EEOC: HR Manager used code words and other directives to staffing agencies to discriminate.


A few weeks ago, I blogged here about how a federal appellate court concluded that firing someone who isn’t a ‘good fit’ isn’t necessarily a coded phrase for discrimination. Still, I generally recommend to clients that they be more direct when terminating someone’s employment by explaining the legitimate business reason(s) for the decision.

Similar issues may arise when companies make hiring decisions. Code words used to describe protected classes that reflect a company’s hiring preferences generally aren’t hard to crack. And then they become costly.

I’m going to tell you about an employer that allegedly went beyond code words and is not staring down the barrel of an EEOC lawsuit.

Yesterday, the U.S. Equal Employment Opportunity Commission announced here that it had sued a metallurgical manufacturer and supplier for violating federal law when it allegedly discriminated against a class of female employees by segregating its manufacturing workforce by sex and paying them less than male production workers.

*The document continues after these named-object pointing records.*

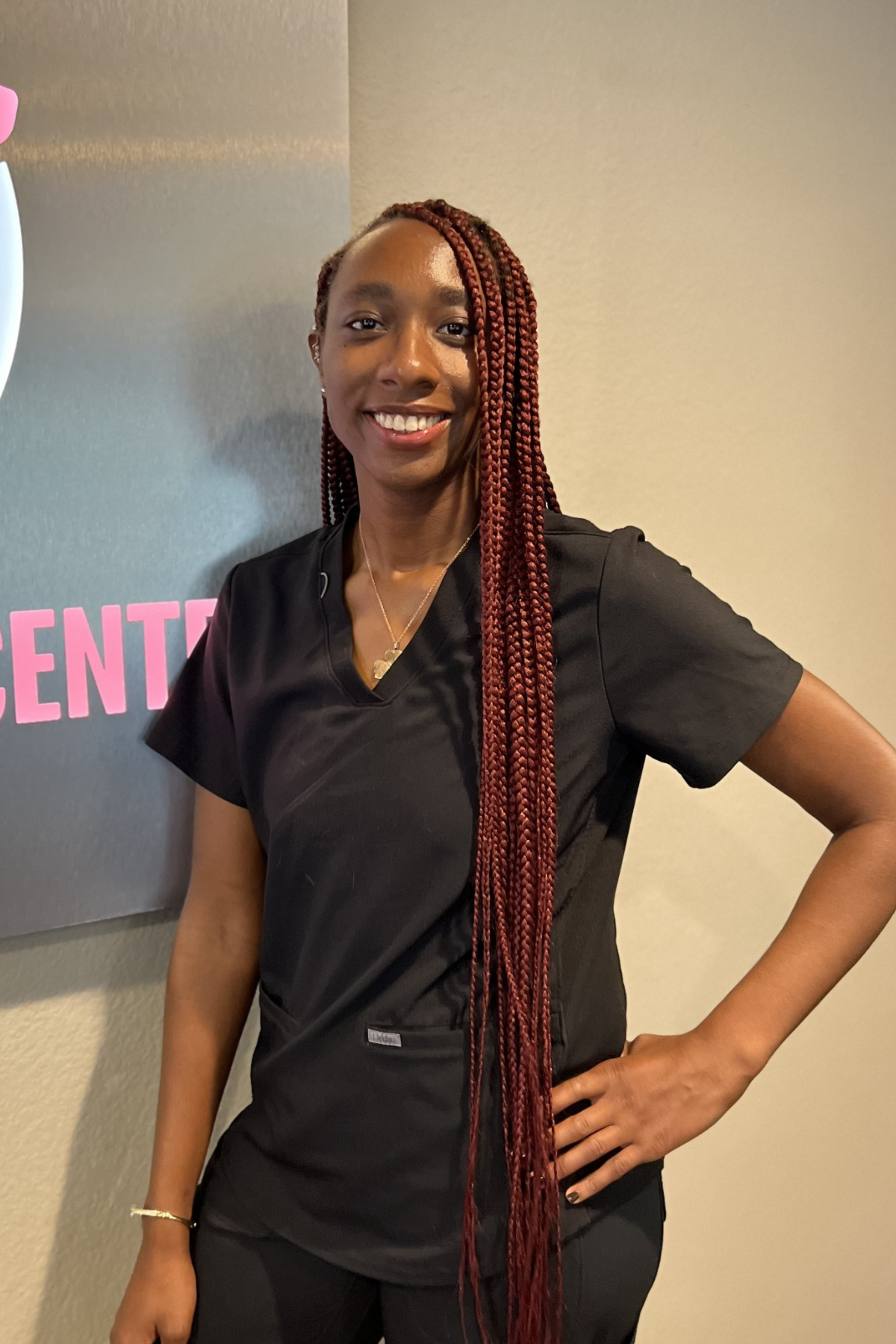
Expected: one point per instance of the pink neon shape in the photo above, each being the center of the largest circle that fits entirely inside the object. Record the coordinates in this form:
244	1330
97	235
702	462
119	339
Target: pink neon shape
198	613
8	108
153	616
108	672
27	665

What proof does the EEOC have that the company favored men over women? Check this out:

In communications with staffing agencies, [the company] routinely expressed a preference for male workers — using direct or coded language — to fill its higher-paying manufacturing positions, the EEOC said. For example, a [company] Human Resources manager wrote that “a man would be better” for one vacancy, that it would prefer to “try a man” for another, and that an applicant “needs to be strong.” In contrast, job vacancies in female-dominated positions were described as requiring employees with “good finger dexterity,” even though employees of either sex could perform the jobs. The few women who were allowed to work alongside men were paid less, regardless of their tenure, the EEOC said.

The EEOC further alleged that the company regularly assigned female manufacturing employees to lower-paying jobs. At the same time, the men required no prior experience and performed similar work in higher-paying jobs.

These are just EEOC allegations, not necessarily facts. But “try a man” and “a man would be better” are what we call “direct evidence” of discrimination.

Or, in plain English, get out the checkbook.